Like I said, reading _Cunt_ has made me aware of how I've been fueling the very fire I've been fighting all my life.

It's time to stop. I don't know how fully I can do that without leaving the US, but "I promise on a holy stack of _Beloveds_ by Toni Morrison" (69), I will spend some time with my inner eight-year-old.


  1. One thing that I have a major problem with in your post is the notion that, "you can't really call yourself a feminist without being critical of (capitalism)... or whatever economic system you're living under, for that matter."

    I'm not sure I understand why someone must be distrustful of their economic structure if they're a feminist. Can Republicans be feminists?

    I guess I wonder, do you believe that there is one way to be a feminist?

    Personally, I think that history has shown that feminism is not just one thing -- there are a variety of ways to support women's rights and equality for all people. When we start saying that there's only one way to be a feminist, especially one that's hating all things government (which isn't and shouldn't always be the case), we pigeonhole ourselves where people can (and rightfully) say that feminists are a radical group of people -- the kind of stereotyping that you've mentioned in previous posts as a bad thing.

    If you don't like capitalism, awesome. If you don't like capitalism for feminist reasons, even better. That's your choice. But I don't think feminism is just about fighting the man. For me, it's about supporting other women so that we can achieve equality. The first step in that is understanding that there are other point of views that are certainly still pro-women, or feminist.

    The problems that minority women or victims of sexual assault face are immensely different than the problems that we, as middle class white women, might face. Under no circumstances should we start determining what feminism should look like beyond the changes and choices that we can make ourselves. If we do that, we're alienating the women who are fighting a different fight somewhere else, but it's still for the empowerment and equality of women.

  2. Hi, Lucy. Thank you for posting this.

    I did not exactly mean that feminists should always be distrustful of their economic structure/government (although rereading my post, I see why my tone and word choice led you to think that).

    Instead, I meant that we should be aware of how whatever economic structure/laws we're living under affects us as women, because, as Muscio points out repeatedly, many of the problems we face (in the US, at least) can be traced right down to the foundation of this very structure.

    In response to an anti rape campaign at Central Michigan University (which was focused on educating women about how to protect themselves), my friend Ashley started a "Real Men Don't Rape" campaign at Wayne State.

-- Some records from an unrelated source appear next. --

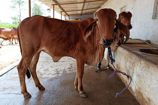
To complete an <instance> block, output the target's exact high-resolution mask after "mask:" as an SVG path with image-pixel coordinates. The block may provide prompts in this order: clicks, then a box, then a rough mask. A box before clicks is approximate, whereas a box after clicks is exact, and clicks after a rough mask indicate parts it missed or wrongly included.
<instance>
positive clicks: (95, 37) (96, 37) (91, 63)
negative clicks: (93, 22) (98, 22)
mask: <svg viewBox="0 0 158 105" xmlns="http://www.w3.org/2000/svg"><path fill="white" fill-rule="evenodd" d="M87 41H88V42H90V43H89V44H87V45H86V46H87V48H88V50H87V55H88V56H87V57H88V58H87V63H88V64H92V65H96V64H97V63H98V62H99V61H100V60H101V59H102V56H103V51H104V46H103V44H102V39H101V35H100V33H99V30H98V26H97V25H95V26H94V28H93V29H92V33H91V35H90V36H89V38H88V39H87Z"/></svg>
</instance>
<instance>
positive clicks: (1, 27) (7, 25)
mask: <svg viewBox="0 0 158 105" xmlns="http://www.w3.org/2000/svg"><path fill="white" fill-rule="evenodd" d="M13 27H18V24H10V23H0V28H13Z"/></svg>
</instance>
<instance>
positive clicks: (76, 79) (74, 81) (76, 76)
mask: <svg viewBox="0 0 158 105" xmlns="http://www.w3.org/2000/svg"><path fill="white" fill-rule="evenodd" d="M74 87H75V89H76V90H78V89H77V88H78V79H77V73H76V76H75V80H74Z"/></svg>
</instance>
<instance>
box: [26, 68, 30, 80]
mask: <svg viewBox="0 0 158 105" xmlns="http://www.w3.org/2000/svg"><path fill="white" fill-rule="evenodd" d="M26 75H27V78H30V77H31V74H30V71H29V69H27V71H26Z"/></svg>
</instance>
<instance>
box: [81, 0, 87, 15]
mask: <svg viewBox="0 0 158 105" xmlns="http://www.w3.org/2000/svg"><path fill="white" fill-rule="evenodd" d="M85 2H86V0H84V2H83V6H82V10H81V15H82V13H83V9H84V7H85Z"/></svg>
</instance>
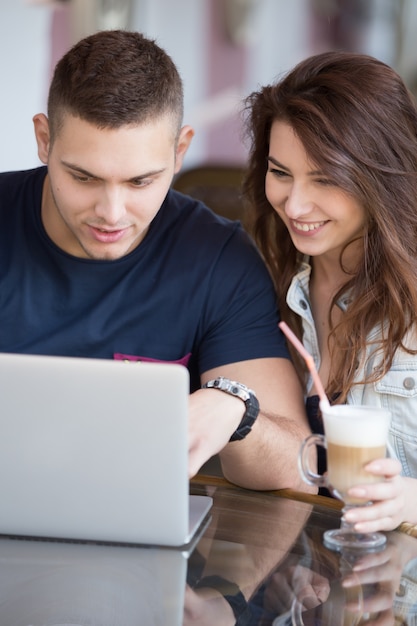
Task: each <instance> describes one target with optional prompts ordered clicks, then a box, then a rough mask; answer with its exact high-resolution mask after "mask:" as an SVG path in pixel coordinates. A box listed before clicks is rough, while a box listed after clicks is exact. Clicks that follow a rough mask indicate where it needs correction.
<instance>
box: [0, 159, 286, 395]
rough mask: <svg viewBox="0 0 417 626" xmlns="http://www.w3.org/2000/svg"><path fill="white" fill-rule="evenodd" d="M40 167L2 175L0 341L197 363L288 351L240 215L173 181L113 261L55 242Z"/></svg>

In doing so, she pointed out that if rape didn't occur in the first place, there'd be no need for women to protect themselves.

    That's pretty much the approach Muscio took in _Cunt_. She never explicitly said, "This is an anti-capitalist text." But she did find tons of examples of problems we face and traced them to the belief system on which this country was built.

    In the afterward, she acknowledges that her approach was flawed, as it excludes trans men and women. So does Ashley's "Real Men Don't Rape" campaign.

    So I really appreciate what you've pointed out, because it adds to that. Even if I didn't mean to exclude anyone with what I posted, I did. You're right (and you're right to point out that I've said many times) that feminism is huge and everyone's various perspectives add to that.

    Obviously, I realize that what I subscribe to as a feminist isn't the only way to support women. So I'm sorry if that's what I've led people who read this to believe.

  3. Loved your analysis. Loved the book. I'm in a Gender and Women's Studies graduate program and this book was actually taught in an undergrad class here. Awesomeness? I think that they should make a version that is geared towards younger women (12-16). I wish I had known half of what is addressed in Cunt when I was that age.